Indem sie hier mit Entzücken umherwandelten, sich von balsamischen Stauden Kränze flochten und der wetteifernde Gesang unzähliger Vögel ihr Ohr ergötzte, wurden sie von Neuem etwas Schönes gewahr, das sie in ihrem Erstaunen über die anderen Schönheiten noch nicht bemerkt hatten. Sie fanden nämlich den Garten mit hundert verschiedenen schönen Tiergattungen besetzt, und einer fing an, den anderen zu zeigen, wie hier die Kaninchen wühlten, dort Hasen scherzten, dort Rehe standen und dort wieder junges Rotwild äste. Sie fanden unzählige andere arglose Tiere, die wie zahm umherliefen und traulich scherzten und spielten, wodurch die anderen Annehmlichkeiten noch um vieles erhöht wurden. Als sie nun lange genug umhergegangen waren, um bald dieses, bald jenes zu betrachten, ließen sie neben dem schönen Springbrunnen den Tisch decken, und nachdem sie auf Veranlassung ihrer Königin einige frohe Lieder gesungen und einige Tänze getanzt hatten, setzten sie sich zur Tafel. Und wie sie sich aufs Beste und Aufmerksamste bedienen lassen und sich mit den trefflichsten und erlesensten Speisen gesättigt hatten, erhoben sie sich fröhlich und ergötzten sich von Neuem mit Spiel, Gesang und Tanz, bis der Tag heiß ward und die Königin einen jeden zur Ruhe gehen hieß, der dazu Lust hätte. Einige bedienten sich dieser Erlaubnis, andere, von den Annehmlichkeiten des Ortes hingerissen, hatten keine Lust dazu, sondern beschäftigten sich mit Lesen, Schach- und Brettspiel, während die Übrigen schliefen. Wie aber die dritte Stunde nach Mittag kam und jedermann aufstand und sich das Gesicht mit kühlem Wasser erfrischt hatte, versammelten sie sich auf Befehl der Königin auf dem Rasenplatze, wo sie sich bei dem Brunnen auf ihre gewöhnliche Weise lagerten und den Befehl der Königin erwarteten, um über den von ihr vorgeschlagenen Gegenstand zu reden. Der Erste, dem die Königin dieses auftrug, war Filostrato, der folgendermaßen begann:

ERSTE NOVELLE

Masetto von Lamporecchio stellt sich stumm, wird Gärtner in einem Nonnenkloster, wo die Nönnchen eine nach der anderen bei ihm liegen.

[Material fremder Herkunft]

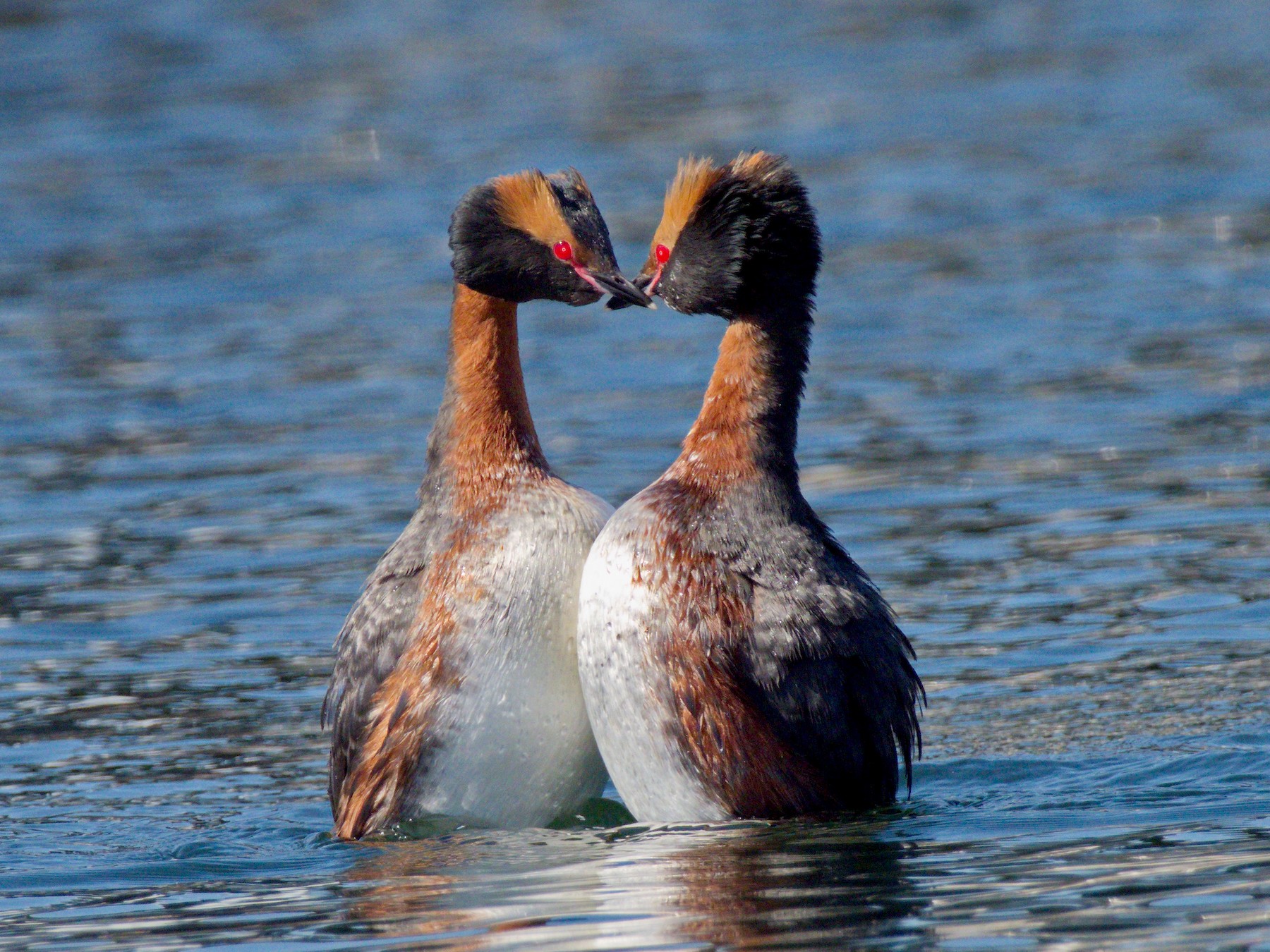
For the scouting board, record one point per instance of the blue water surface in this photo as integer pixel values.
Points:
(1038, 413)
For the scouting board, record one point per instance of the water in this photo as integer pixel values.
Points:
(1038, 413)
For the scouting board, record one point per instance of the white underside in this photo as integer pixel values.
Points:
(517, 748)
(616, 620)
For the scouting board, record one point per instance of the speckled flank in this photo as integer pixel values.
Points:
(736, 661)
(456, 687)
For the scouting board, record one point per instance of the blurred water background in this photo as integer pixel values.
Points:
(1038, 413)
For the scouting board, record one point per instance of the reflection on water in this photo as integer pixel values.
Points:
(1038, 412)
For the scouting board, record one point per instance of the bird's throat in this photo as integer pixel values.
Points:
(484, 423)
(749, 420)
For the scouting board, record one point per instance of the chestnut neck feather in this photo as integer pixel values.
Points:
(484, 425)
(749, 420)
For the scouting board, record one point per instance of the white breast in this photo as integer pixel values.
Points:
(517, 745)
(627, 696)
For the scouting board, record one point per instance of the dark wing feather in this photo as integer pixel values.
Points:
(377, 631)
(826, 661)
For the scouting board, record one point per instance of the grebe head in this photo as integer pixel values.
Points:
(734, 240)
(528, 236)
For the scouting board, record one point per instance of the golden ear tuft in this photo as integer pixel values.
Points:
(756, 166)
(526, 202)
(691, 181)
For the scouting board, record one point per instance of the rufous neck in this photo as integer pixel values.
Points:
(484, 423)
(749, 420)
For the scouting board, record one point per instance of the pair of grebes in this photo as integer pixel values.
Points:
(710, 645)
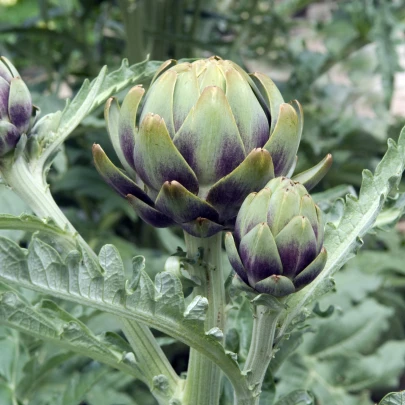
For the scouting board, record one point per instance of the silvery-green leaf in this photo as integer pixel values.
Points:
(342, 240)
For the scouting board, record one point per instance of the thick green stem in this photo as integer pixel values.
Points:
(158, 372)
(31, 187)
(203, 386)
(134, 19)
(261, 348)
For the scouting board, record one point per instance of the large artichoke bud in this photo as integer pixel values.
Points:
(206, 135)
(17, 114)
(277, 248)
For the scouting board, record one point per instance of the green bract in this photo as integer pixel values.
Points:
(205, 136)
(277, 247)
(17, 114)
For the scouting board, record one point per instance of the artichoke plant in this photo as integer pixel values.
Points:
(277, 248)
(205, 136)
(17, 114)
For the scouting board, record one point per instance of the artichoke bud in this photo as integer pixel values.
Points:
(17, 114)
(277, 247)
(204, 136)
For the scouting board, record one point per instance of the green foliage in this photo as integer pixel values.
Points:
(395, 398)
(342, 67)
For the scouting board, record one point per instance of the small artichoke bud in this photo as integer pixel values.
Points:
(205, 135)
(277, 244)
(17, 114)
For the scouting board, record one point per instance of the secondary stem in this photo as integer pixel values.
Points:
(203, 386)
(261, 347)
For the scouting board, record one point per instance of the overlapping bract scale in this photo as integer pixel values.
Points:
(277, 245)
(204, 136)
(17, 114)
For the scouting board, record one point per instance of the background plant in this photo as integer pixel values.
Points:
(330, 63)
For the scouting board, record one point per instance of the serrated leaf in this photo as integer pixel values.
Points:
(356, 330)
(93, 94)
(359, 215)
(298, 397)
(394, 398)
(48, 321)
(343, 378)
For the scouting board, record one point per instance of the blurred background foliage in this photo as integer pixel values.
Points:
(343, 60)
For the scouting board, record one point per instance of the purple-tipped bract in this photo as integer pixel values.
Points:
(204, 136)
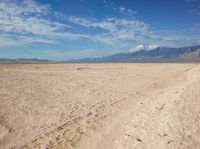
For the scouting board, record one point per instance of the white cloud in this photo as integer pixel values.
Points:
(126, 11)
(153, 46)
(137, 48)
(114, 31)
(26, 22)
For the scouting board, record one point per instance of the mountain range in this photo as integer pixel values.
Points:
(160, 54)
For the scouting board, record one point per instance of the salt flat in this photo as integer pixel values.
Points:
(95, 106)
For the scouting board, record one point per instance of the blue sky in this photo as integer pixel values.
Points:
(68, 29)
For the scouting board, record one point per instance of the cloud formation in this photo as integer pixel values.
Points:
(26, 21)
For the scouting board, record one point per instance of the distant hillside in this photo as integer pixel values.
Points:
(161, 54)
(5, 60)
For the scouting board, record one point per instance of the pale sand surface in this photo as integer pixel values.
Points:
(100, 106)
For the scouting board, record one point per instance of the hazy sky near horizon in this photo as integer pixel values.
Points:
(67, 29)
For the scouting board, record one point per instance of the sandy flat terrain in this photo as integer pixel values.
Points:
(100, 106)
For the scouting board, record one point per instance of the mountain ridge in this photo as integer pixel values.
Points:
(160, 54)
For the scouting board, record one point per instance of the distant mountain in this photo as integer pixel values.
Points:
(161, 54)
(6, 60)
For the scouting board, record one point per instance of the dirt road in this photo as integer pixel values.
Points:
(95, 106)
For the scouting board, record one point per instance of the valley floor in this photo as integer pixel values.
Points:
(95, 106)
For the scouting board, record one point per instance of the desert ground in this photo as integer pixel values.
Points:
(100, 106)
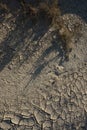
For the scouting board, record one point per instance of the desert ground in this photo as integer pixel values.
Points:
(39, 89)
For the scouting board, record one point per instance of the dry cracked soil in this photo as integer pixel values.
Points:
(39, 89)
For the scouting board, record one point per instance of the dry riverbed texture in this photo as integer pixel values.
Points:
(39, 89)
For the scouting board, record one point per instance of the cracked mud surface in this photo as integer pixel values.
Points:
(39, 90)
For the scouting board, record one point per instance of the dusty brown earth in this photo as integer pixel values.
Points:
(39, 89)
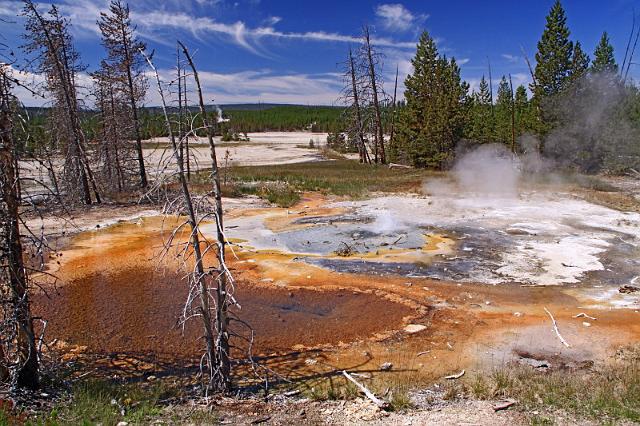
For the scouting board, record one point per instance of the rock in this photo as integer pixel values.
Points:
(387, 366)
(414, 328)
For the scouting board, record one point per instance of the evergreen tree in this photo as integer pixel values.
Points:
(579, 62)
(125, 57)
(554, 56)
(432, 122)
(503, 112)
(525, 120)
(482, 125)
(603, 59)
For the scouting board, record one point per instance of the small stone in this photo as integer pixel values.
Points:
(386, 366)
(414, 328)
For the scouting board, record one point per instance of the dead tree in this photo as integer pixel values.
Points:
(221, 380)
(216, 359)
(115, 155)
(123, 49)
(17, 343)
(393, 109)
(49, 38)
(351, 94)
(373, 63)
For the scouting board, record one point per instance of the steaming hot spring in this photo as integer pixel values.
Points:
(485, 224)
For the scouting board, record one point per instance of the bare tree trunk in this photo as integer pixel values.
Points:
(199, 275)
(65, 81)
(222, 381)
(18, 343)
(513, 117)
(134, 107)
(186, 137)
(379, 131)
(393, 109)
(362, 147)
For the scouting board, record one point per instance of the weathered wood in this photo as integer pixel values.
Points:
(222, 349)
(17, 344)
(379, 402)
(555, 328)
(455, 376)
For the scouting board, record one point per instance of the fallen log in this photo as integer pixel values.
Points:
(455, 376)
(504, 404)
(399, 166)
(583, 315)
(555, 328)
(380, 403)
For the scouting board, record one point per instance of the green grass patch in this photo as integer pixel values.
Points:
(108, 403)
(340, 177)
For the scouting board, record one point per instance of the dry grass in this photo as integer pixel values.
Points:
(607, 393)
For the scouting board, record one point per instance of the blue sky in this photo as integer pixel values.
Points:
(289, 51)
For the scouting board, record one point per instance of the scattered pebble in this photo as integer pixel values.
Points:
(386, 366)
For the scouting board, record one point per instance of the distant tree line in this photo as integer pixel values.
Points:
(583, 112)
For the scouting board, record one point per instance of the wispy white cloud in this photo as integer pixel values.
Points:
(272, 20)
(511, 58)
(263, 86)
(396, 17)
(153, 23)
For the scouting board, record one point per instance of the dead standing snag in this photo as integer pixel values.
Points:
(222, 298)
(17, 343)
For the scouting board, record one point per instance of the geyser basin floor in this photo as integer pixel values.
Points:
(116, 298)
(538, 238)
(465, 323)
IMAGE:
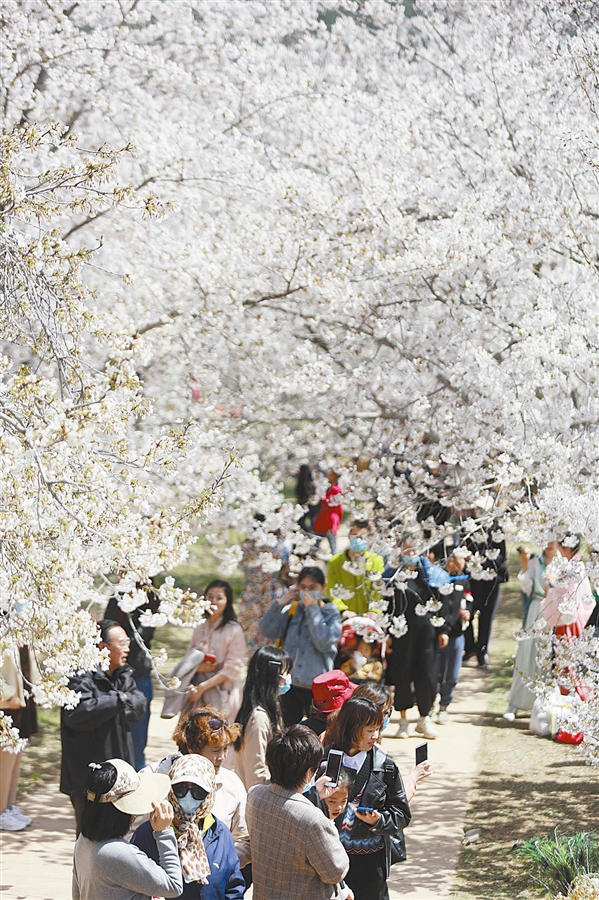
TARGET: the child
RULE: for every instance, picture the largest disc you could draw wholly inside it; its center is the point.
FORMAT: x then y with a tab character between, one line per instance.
360	650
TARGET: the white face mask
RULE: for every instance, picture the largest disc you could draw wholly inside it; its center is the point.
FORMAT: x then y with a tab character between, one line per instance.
359	659
188	804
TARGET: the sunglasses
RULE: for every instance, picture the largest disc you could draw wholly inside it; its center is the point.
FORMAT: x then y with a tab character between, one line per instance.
184	787
213	724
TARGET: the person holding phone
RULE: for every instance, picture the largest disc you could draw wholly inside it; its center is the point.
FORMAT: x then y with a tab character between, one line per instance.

Ihr schönen Mädchen, es gibt Männer und Frauen genug, die so töricht sind, zu glauben, wenn man nur einem jungen Mädchen einen weißen Schleier über den Kopf werfe und ihr ein schwarzes Kleid anziehe, so sei sie kein Weib mehr und empfinde nichts mehr von weiblichen Neigungen, als ob sie eine Bildsäule würde, indem sie ihr Gelübde ablegt. Und wenn man ihnen gegen diesen Glauben etwas einredet, so werden sie so wild, als hätte man damit ein schreckliches Verbrechen wider die Natur begangen, ohne Rücksicht darauf zu nehmen, dass sie selbst sich bei ihrer völligen Freiheit zu handeln und bei ihren Lüsten kaum genügen lassen und dass andererseits Müßiggang und Einsamkeit gewaltige Reizmittel darstellen. Wiederum gibt es viele, die meinen, dass Schaufel und Hacke nebst grober Kost und einem kümmerlichen Leben bei dem Arbeiter im Felde jede Lust und Begierde ersticken und seinen Verstand und seine Einsicht herabsetzen. Wie sehr aber alle diese sich irren, das will ich euch, weil die Königin mir befiehlt, zu reden, mit gehöriger Beobachtung des aufgegebenen Gegenstandes durch eine kleine Erzählung beweisen.

Es stand einmal und steht noch heute in unserer Gegend im Geruch der Heiligkeit ein Nonnenkloster, das ich aber, um seinem guten Leumund keinen Abbruch zu tun, nicht nennen will, woselbst vor nicht gar langer Zeit, als in ihm nicht mehr als acht Nonnen nebst ihrer Äbtissin, lauter junge Geschöpfe, sich befanden, ein braver Mann als Gärtner in Diensten stand, dem sein geringer Lohn nicht genügte; daher er mit dem Kastellan des Klosters abrechnete und nach Lamporecchio, wo er zu Hause war, zurückkehrte. Hier befand sich unter mehreren, die ihn bewillkommten, ein junger, starker, rüstiger Bauer, und zugleich ein recht hübscher Bursche für einen Bauersmann, namens Masetto, der ihn fragte, wo er so lange sich umhergetrieben hätte. Der gute Gärtner, der Nuto hieß, sagte es ihm, und Masetto fragte ihn darauf, was sein Amt im Kloster gewesen wäre.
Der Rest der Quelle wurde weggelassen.